The firewall opens a pinhole, and NAT performs translation service on any TCP or UDP traffic that does not carry the source and destination IP addresses in the application-layer data stream. Specific protocols or applications that embed IP address information require the support of an ALG.
Enabling Layer 7 Application Protocol Inspection Overview
Zone-based policy firewalls support Layer 7 protocol inspection along with application-level gateways (ALG) and application inspection and control (AIC). Layer 7 protocol inspection is automatically enabled along with the ALG/AIC configuration.

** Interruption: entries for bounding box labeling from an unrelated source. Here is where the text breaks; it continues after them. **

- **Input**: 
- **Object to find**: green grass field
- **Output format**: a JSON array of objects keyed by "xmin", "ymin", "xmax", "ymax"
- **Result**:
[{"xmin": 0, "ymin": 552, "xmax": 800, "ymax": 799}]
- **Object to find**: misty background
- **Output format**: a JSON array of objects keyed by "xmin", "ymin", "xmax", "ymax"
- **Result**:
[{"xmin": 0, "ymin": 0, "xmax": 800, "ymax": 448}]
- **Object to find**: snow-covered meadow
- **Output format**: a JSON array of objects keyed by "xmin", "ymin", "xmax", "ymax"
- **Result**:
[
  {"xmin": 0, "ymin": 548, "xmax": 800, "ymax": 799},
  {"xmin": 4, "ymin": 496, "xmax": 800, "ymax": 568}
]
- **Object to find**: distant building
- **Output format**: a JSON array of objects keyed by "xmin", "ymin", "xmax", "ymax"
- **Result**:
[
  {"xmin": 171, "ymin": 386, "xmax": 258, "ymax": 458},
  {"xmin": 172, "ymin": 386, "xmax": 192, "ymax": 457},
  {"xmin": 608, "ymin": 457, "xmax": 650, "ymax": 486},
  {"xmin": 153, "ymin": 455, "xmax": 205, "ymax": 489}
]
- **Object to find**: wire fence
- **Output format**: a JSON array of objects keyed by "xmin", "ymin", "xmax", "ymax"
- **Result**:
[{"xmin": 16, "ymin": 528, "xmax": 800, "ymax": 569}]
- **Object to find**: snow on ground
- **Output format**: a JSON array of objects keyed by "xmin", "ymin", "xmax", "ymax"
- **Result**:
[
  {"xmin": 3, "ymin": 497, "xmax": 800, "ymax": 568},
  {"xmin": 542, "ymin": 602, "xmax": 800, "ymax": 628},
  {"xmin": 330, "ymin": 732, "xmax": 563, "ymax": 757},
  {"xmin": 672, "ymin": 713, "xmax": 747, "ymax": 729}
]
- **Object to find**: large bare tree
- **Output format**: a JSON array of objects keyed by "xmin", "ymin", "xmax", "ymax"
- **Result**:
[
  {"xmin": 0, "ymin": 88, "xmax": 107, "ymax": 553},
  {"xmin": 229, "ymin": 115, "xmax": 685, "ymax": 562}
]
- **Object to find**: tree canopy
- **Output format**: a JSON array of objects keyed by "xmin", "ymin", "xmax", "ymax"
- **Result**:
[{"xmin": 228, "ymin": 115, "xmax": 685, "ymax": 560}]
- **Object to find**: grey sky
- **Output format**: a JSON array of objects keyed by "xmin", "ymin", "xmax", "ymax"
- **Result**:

Layer 7 application protocol inspection is a technique that interprets or understands application-layer protocols and performs appropriate firewall or Network Address Translation (NAT) action. Certain applications require special handling of the data portion of a packet when the packet passes through the security module on a device. Layer 7 application protocol inspection helps to verify the protocol behavior and identify unwanted or malicious traffic that passes through the security module. Based on the configured traffic policy, the security module accepts or rejects packets to ensure the secure use of applications and services.
Sometimes, application inspection implementation issues can cause application packet drop and make networks unstable. Prior to the introduction of the Enabling ALGs and AICs in Zone-Based Policy Firewall feature, to disable application inspection you had to define an access control list (ACL) with the target Layer 7 protocol port define a class map that matches this ACL and matches either the TCP or UDP protocol to bypass the inspection for a specific Layer 7 protocol.
With the introduction of the Enabling ALGs and AICs in Zone-Based Policy Firewall feature, you can enable or disable Layer 7 protocol inspection for a specific protocol or for all supported Layer 7 protocols with the application-inspect command. Any configuration changes to a parameter map applies only to new sessions. For example, when you disable FTP Layer 7 inspection, the newly created sessions skip FTP Layer 7 inspection, while existing sessions before the configuration change will perform FTP Layer 7 inspection. For all sessions to perform the configuration change, you must delete all sessions and re-create them.
You can enable Layer 7 application protocol inspection for an individual parameter map or for a global firewall.